The music at the final Evensong of the festival celebrates the theme of the Ascension, including the anthem Viri Galilaei by Patrick Gowers, sung by two choirs and accompanied by organ and synthesizer. The Magnificat is sung to a setting composed by Giles Swayne in 1982 for the choir of Christ Church, Oxford. Using rhythms and melodic material influenced by music from Senegal and the Gambia, it looks ahead to our theme for the final day of the festival, ‘Come, Holy Ghost’. Its busy chattering texture is perhaps a musical depiction of the description in Acts 2: 4 of the day of Pentecost when the disciples were ‘filled with the Holy Spirit and began to speak in different languages as the Spirit gave them ability’.
At the closing Eucharist of the festival week, along with repertoire more commonly associated with the Feast of Pentecost, we hear The Mystery of Christ, a winning entry in the 2011 King James Bible Composition Competition, composed by Chris Totney, one of our festival organists and a member of the Schola Cantorum. The offertory motet by Lassus, Omnia tempus habent, sets the text from Ecclesiastes upon which the festival’s theme is based.

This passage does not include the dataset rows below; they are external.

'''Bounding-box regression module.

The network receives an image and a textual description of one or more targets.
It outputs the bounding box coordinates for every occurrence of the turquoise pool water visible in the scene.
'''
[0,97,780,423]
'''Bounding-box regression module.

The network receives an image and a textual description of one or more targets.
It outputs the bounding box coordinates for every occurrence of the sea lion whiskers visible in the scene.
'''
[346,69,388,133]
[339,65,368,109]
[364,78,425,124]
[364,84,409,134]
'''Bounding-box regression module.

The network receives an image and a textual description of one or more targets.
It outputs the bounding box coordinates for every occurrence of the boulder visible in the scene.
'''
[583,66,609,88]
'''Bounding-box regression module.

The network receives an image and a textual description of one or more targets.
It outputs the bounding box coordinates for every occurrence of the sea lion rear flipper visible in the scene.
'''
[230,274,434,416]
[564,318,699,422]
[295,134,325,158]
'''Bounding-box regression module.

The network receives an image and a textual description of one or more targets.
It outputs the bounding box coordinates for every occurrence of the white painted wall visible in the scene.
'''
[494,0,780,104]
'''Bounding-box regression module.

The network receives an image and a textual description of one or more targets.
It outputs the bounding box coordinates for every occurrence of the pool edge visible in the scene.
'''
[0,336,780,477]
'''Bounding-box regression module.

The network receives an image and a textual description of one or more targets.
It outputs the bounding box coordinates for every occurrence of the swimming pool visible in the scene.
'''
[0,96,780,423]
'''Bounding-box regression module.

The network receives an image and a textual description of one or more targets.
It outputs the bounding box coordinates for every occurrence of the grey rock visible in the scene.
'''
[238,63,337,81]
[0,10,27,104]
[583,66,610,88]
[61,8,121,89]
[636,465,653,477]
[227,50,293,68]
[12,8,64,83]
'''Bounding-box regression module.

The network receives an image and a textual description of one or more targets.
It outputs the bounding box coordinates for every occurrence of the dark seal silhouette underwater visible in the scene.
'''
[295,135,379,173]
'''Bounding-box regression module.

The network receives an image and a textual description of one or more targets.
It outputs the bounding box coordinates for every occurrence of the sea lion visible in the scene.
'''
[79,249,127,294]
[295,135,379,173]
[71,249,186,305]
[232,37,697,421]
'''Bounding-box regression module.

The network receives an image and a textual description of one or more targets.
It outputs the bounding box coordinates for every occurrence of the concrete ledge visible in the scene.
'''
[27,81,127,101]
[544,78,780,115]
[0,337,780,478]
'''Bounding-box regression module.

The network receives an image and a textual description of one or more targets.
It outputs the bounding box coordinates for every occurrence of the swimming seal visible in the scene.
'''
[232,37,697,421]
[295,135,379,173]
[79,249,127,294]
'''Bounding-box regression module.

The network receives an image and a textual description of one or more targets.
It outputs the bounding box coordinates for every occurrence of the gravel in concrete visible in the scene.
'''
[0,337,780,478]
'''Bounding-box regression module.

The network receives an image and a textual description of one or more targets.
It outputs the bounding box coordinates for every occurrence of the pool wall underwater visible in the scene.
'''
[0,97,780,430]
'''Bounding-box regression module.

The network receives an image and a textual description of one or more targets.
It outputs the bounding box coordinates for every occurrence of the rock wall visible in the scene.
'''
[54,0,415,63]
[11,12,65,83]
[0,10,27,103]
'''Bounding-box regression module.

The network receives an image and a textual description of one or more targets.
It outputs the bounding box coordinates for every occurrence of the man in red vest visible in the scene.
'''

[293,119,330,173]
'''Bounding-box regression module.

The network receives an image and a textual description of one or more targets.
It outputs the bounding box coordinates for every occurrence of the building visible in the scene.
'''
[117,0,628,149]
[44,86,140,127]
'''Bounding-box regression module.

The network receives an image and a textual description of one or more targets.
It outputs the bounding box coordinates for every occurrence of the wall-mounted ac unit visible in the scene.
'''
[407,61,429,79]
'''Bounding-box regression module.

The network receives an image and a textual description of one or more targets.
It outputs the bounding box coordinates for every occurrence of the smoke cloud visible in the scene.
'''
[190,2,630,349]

My thanks go to those many musicians who have given of their time to take part in the 2012 festival, and to those who are leading them, namely Jeremy Summerly (Director of the Consort), Matthew Martin (Director of the Nave Choir) and Ben Nicholas (Director of the Schola Cantorum). Being a festival of music within the liturgy, the role played by the clergy who lead our worship is every bit as important as that played by the musicians, and I thank all the clergy team, both local and visiting, for their hard work during the week. In particular, I know that all the festival participants will wish to join me in extending their thanks and congratulations to The Reverend Canon Paul Rose, participating in his fiftieth festival this year. Paul has touched many lives during his long and dedicated service to Edington: most of us have not known the festival without him, and cannot imagine it so!
It almost goes without saying that the festival would cease to function without the huge support network that exists amongst the people of Edington and the surrounding villages. On behalf of the festival participants, I thank them all most sincerely, and in particular the Church Wardens Clare Norfolk-Brown and Nicholas Buckman, Verger Peter Norfolk-Brown and Assistant Verger Julia Taylor, Accommodation Co-ordinator Christine Laslett, Treasurer Allan Edwards, Information Secretary John d’Arcy, and Sheila Miles and Chloë Watts who both work so hard to look after the choirs’ robes. On the festival side, we say a huge thank you and bid farewell to Adrian Hutton who has served the festival for many years not only as a stalwart of the Nave Choir but also as the co-ordinator of the robes for the many festival participants. My thanks also to John Barnard, Hugo Janacek, James Butler, Nick Flower, Emily Roberts and Eleanor Lane, and most especially to Festival Adminstrator Peter Roberts.
The verses from Ecclesiastes about the seasons with which I began perhaps serve as a reminder that, although participants and visitors come and go from the festival each year, Edington Priory Church stands firm as a constant witness to the timeless and unfailing love of God. With this in mind, I am thrilled that, having launched an appeal for a new organ in the church a year ago, we have at the time of writing received funds in excess of £350,000. This has enabled a contract to be signed with organ builders Harrison and Harrison in the hope that the new instrument can be installed in time for the 2014 festival. Our prayer is that the new organ can serve generations of future worshippers in the Priory Church and provide beautiful music week by week and year by year to the glory of God. We still need your help to make this possible, so please consider donating to the appeal—or donating again! I hope you enjoy the 2012 Edington Music Festival.